— Abra os olhos! Consegue ouvir-me?
— Raios! — pensei — Um céu branco, leitoso, num espaço fechado.
Pedalara forte, enquanto se pedala de outras coisas se ocupa o pensamento, o vento forte que bate na cara é força de outra coisa. Daí que nos limitemos a estar. Abri os braços para o rio e caí.
— Sabe onde está? Consegue dizer-me o seu nome?
Percebi que alguma coisa tinha corrido mal. Do branco, como nuvens, algumas coisas romperam. Primeiro uma cara de mulher, a mesma da voz distante, agora mais próxima. Depois algumas luzes esguias de movimento rápido. Algo grave se abateu. Voltei a cair.
Durante o vai-e-vem apercebi-me de um força interior, um sinal estranho da minha existência de que me esquecera há muito. Aquela viagem e o cheiro que senti. Aquilo que fora antes de ter nascido. Aquela presença me fez voltar um pouco mais à tona d’água. Respirei um pouco e deixei-me ficar no limiar de quem não se quer decidir.
A voz de mulher continuou:
— Homem, meia idade. Atropelamento violento. Traumatismo crânio-encefálico. Fractura da tíbia.
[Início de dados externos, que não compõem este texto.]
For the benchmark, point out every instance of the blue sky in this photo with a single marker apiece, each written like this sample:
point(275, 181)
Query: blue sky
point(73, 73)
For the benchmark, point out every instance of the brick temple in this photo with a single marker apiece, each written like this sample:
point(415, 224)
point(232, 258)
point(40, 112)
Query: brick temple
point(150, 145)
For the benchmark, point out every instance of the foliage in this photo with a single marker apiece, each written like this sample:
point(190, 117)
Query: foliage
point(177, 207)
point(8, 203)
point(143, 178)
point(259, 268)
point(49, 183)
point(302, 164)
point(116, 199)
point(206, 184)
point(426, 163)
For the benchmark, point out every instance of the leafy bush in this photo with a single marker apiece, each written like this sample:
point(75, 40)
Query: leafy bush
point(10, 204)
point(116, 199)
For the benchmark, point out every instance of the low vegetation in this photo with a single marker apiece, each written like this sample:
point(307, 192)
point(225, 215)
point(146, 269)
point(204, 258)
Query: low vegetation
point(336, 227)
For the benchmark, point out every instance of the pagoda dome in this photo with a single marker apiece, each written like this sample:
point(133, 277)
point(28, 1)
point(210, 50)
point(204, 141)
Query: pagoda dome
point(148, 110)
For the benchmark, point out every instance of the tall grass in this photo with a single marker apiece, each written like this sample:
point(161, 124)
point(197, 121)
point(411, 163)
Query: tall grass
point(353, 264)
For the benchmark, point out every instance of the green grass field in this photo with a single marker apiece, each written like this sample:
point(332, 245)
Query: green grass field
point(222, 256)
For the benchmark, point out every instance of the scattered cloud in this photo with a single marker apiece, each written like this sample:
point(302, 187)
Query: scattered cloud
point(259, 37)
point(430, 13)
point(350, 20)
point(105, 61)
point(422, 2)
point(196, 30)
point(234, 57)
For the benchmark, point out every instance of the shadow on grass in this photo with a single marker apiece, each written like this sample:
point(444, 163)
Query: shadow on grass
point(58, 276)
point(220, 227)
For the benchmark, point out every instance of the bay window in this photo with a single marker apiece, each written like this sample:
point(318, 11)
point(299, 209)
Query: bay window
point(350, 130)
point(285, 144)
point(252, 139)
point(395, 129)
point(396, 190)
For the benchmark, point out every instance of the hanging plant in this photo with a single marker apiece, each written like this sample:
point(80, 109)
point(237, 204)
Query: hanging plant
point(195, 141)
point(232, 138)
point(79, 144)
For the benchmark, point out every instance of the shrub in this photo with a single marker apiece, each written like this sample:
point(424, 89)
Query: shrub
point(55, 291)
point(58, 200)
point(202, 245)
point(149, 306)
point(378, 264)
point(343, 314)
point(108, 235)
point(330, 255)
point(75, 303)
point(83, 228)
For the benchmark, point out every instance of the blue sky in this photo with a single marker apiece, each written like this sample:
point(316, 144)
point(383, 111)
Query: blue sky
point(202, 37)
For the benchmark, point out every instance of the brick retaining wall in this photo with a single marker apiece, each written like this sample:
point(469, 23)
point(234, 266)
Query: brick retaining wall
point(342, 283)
Possíveis fracturas cervicais.
Aquele cheiro que me lembrava uma terra distante era o cheiro de um emoção verdadeira. Mergulhei mais fundo para perceber. A voz tinha sido substituída por uma outra, era eu no feminino, era eu em gato, em lince, em leão e em tigre, da copa da árvore debrucei-me. Um pouco mais e a medo, fiz-me lémur voante e saltei: da coragem ao salto está toda existência que posso ter.